Workers Want Companies to Speak Out about Social Issues

JobSage’s recent survey reveals just how important social advocacy is to today’s workforce

Workers Want Companies to Speak Out about Social Issues

In the past, the workplace was the last place you would expect to see social advocacy. But as Baby Boomers exit the job market en masse, the workplace environment has changed—drastically. Gen Zers and millennials now make up close to half of the active workforce, and they will be the majority in just a few more years. 

As the labor force has changed, so have the expectations for employers, as evidenced by a recent survey conducted by JobSage. They surveyed 1,900 full-time American workers to learn what employees expect companies to speak out about—and how important those expectations are in the recruitment process.  

Here are some of the main takeaways:

  • 64 percent of those surveyed believe that it is important for employers to take a stand on social issues like racism, mental health, gender inequality, economic inequality, healthcare access, climate change, and homophobia. 
  • Social advocacy is more important to some demographics compared to others.

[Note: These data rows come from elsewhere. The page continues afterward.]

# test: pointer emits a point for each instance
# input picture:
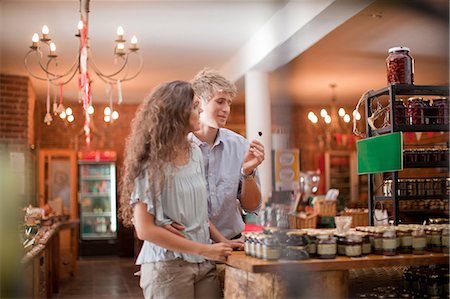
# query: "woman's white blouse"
(182, 200)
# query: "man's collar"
(217, 141)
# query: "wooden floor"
(102, 278)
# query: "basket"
(358, 218)
(296, 221)
(324, 207)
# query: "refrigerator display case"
(97, 202)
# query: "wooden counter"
(45, 264)
(249, 277)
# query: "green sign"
(380, 154)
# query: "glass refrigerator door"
(98, 201)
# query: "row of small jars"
(415, 239)
(418, 187)
(425, 155)
(427, 281)
(419, 111)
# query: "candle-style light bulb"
(35, 38)
(52, 50)
(45, 29)
(120, 31)
(34, 41)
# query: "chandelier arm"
(141, 65)
(99, 73)
(74, 66)
(25, 62)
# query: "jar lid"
(401, 48)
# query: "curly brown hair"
(208, 81)
(158, 136)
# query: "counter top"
(250, 264)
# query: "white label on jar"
(389, 243)
(406, 241)
(259, 250)
(326, 249)
(436, 240)
(366, 248)
(419, 242)
(378, 243)
(353, 250)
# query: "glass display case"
(97, 200)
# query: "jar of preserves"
(419, 241)
(428, 111)
(400, 112)
(247, 243)
(326, 247)
(440, 106)
(353, 245)
(258, 245)
(297, 238)
(405, 237)
(341, 242)
(312, 246)
(271, 248)
(436, 240)
(366, 246)
(378, 242)
(400, 66)
(389, 242)
(415, 111)
(445, 240)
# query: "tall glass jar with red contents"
(400, 66)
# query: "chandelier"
(44, 51)
(333, 127)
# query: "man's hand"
(175, 228)
(253, 157)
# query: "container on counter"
(445, 240)
(326, 246)
(400, 112)
(366, 246)
(400, 66)
(419, 241)
(377, 245)
(441, 110)
(353, 245)
(389, 242)
(405, 237)
(415, 111)
(436, 239)
(340, 243)
(270, 248)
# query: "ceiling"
(324, 41)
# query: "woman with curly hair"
(162, 183)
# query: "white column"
(258, 119)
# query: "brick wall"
(17, 103)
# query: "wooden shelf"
(250, 264)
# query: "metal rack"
(393, 91)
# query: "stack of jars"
(420, 111)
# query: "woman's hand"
(217, 252)
(237, 244)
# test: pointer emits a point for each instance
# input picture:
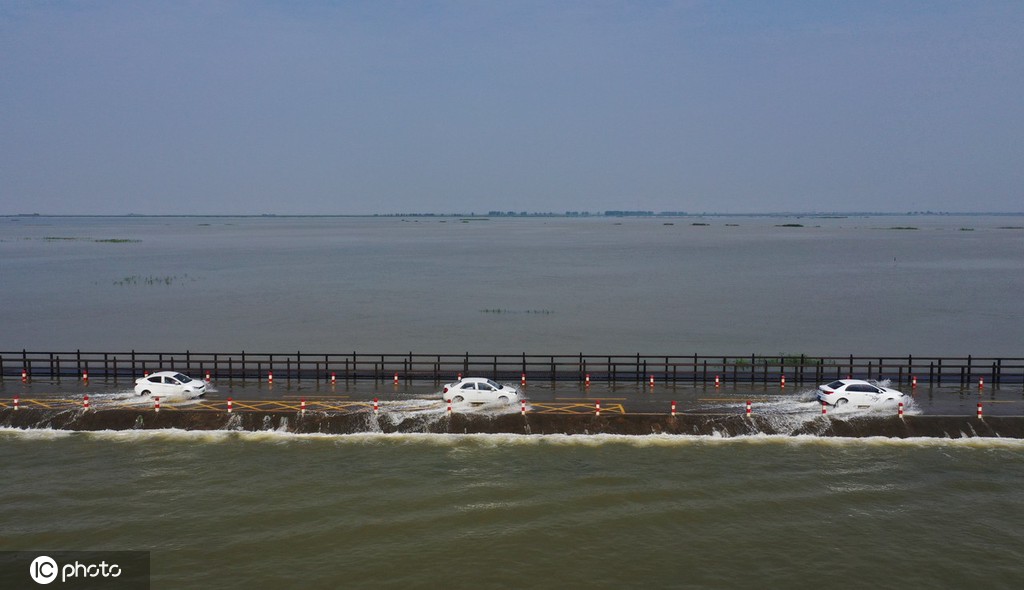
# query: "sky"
(272, 107)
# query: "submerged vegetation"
(512, 311)
(154, 281)
(95, 240)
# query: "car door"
(486, 391)
(155, 384)
(171, 386)
(467, 391)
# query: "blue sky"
(352, 108)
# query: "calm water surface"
(232, 510)
(503, 286)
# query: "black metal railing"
(607, 368)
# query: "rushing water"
(268, 509)
(232, 510)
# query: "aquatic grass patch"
(166, 281)
(93, 240)
(517, 311)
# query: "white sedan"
(170, 385)
(479, 390)
(859, 392)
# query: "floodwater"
(269, 509)
(561, 286)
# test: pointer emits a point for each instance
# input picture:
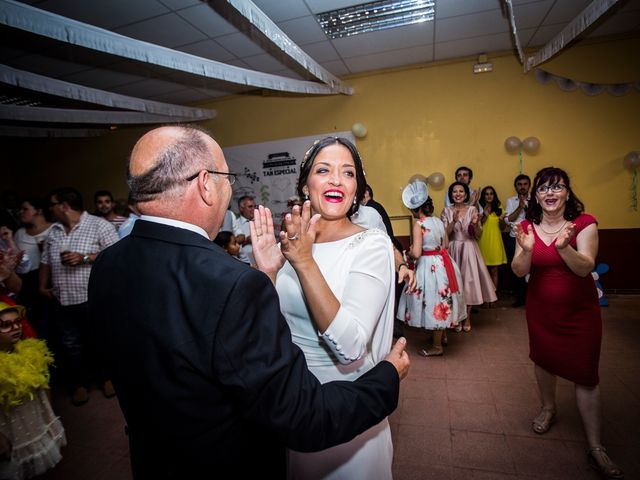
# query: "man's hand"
(399, 358)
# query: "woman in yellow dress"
(490, 241)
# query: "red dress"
(563, 314)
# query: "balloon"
(531, 145)
(359, 130)
(632, 160)
(512, 144)
(436, 180)
(417, 177)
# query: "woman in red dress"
(557, 245)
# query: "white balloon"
(359, 130)
(436, 180)
(417, 177)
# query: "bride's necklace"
(552, 233)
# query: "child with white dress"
(31, 436)
(438, 302)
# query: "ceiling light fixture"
(374, 16)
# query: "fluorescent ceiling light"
(373, 16)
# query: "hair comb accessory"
(308, 153)
(415, 194)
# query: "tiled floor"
(465, 415)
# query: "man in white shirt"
(247, 205)
(514, 213)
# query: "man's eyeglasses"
(230, 176)
(555, 188)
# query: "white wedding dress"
(360, 272)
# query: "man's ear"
(205, 191)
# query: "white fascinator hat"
(415, 194)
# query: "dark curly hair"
(495, 205)
(466, 191)
(312, 153)
(573, 206)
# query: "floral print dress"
(433, 305)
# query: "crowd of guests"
(334, 266)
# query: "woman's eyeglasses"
(555, 188)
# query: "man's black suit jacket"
(203, 364)
(387, 223)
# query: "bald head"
(145, 152)
(165, 157)
(170, 175)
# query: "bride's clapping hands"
(269, 258)
(299, 234)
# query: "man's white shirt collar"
(176, 223)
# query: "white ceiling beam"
(60, 88)
(252, 21)
(25, 17)
(43, 132)
(69, 115)
(588, 16)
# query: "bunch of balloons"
(530, 145)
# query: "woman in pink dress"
(463, 227)
(557, 245)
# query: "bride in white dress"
(335, 281)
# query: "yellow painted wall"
(419, 120)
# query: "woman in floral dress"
(438, 302)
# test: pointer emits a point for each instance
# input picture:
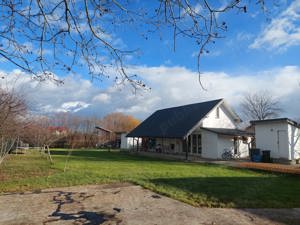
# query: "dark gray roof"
(292, 122)
(230, 132)
(173, 122)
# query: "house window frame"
(218, 112)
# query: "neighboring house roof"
(103, 129)
(287, 120)
(229, 132)
(174, 122)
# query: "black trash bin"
(266, 156)
(254, 153)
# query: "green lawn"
(197, 184)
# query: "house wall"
(214, 145)
(225, 120)
(224, 142)
(244, 148)
(273, 137)
(294, 141)
(166, 143)
(126, 142)
(209, 145)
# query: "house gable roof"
(174, 122)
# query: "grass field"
(197, 184)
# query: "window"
(218, 112)
(172, 146)
(236, 145)
(199, 144)
(194, 143)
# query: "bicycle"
(228, 154)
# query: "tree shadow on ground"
(77, 214)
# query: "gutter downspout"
(187, 148)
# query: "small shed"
(281, 136)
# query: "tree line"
(19, 127)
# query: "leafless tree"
(42, 37)
(260, 105)
(12, 111)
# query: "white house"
(206, 129)
(126, 142)
(281, 136)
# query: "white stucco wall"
(126, 142)
(224, 142)
(209, 145)
(244, 148)
(166, 144)
(225, 120)
(266, 135)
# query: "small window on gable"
(218, 112)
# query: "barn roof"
(174, 122)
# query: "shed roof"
(287, 120)
(174, 122)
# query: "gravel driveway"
(124, 204)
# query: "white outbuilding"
(281, 136)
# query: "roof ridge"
(215, 100)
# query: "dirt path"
(124, 204)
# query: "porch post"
(187, 148)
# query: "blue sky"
(258, 52)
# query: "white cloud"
(170, 86)
(103, 97)
(283, 31)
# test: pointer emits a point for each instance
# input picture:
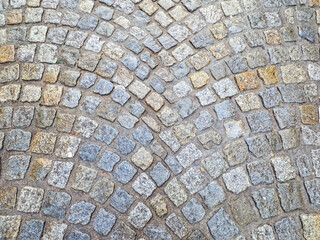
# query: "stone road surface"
(159, 120)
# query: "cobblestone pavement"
(159, 120)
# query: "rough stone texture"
(219, 223)
(159, 119)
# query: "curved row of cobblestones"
(163, 119)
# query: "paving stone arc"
(159, 119)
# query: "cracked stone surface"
(159, 119)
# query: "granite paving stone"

African Americans and Gen Z workers polled at over 80 percent, and women polled at over 70 percent
  • In stark contrast, Baby Boomers and members Gen X polled much lower (48 percent and 51 percent, respectively). While there are any number of variables that could potentially account for the disparity, it seems that for those concerned with attracting top talent, wider social commitments from businesses may become increasingly important. 
  • 1 in 4 of those surveyed said they have declined a job based on the company’s stance on social issues, while a slightly higher number said they would be willing to accept a pay cut to work for a company whose public values and commitments were more in line with their own. 

But not all social advocacy is equal. Fifty-three percent of all respondents reported feeling like their employer’s efforts to address social issues were “inauthentic or performative.” This month, for example, we’ve seen a lot of rainbows being used on social media by companies that may not necessarily be doing the heavy lifting their workers expect of them.

Whose lead should be followed? Respondents ranked Nike, Ben and Jerry’s, and Disney as the most outspoken on social issues. According to respondents, some of the best and most genuine ways to advocate for change changing company policy (61 percent of respondents), changing how business is done (58 percent), and developing meaningful partnerships (56 percent). Donating money, perhaps the easiest and least taxing means of voicing one’s support, came in fourth in the rankings. 

What does all this mean? Gen Zers and millennials are looking for more from the jobs that they put so much time and energy into. For companies that rely on those workers, staying on the sidelines will become increasingly difficult, particularly as these generations comprise more and more of the workplace. Companies need to take stock now, before it’s too late, and ask themselves what they stand for . . . and what they’re willing to do about it.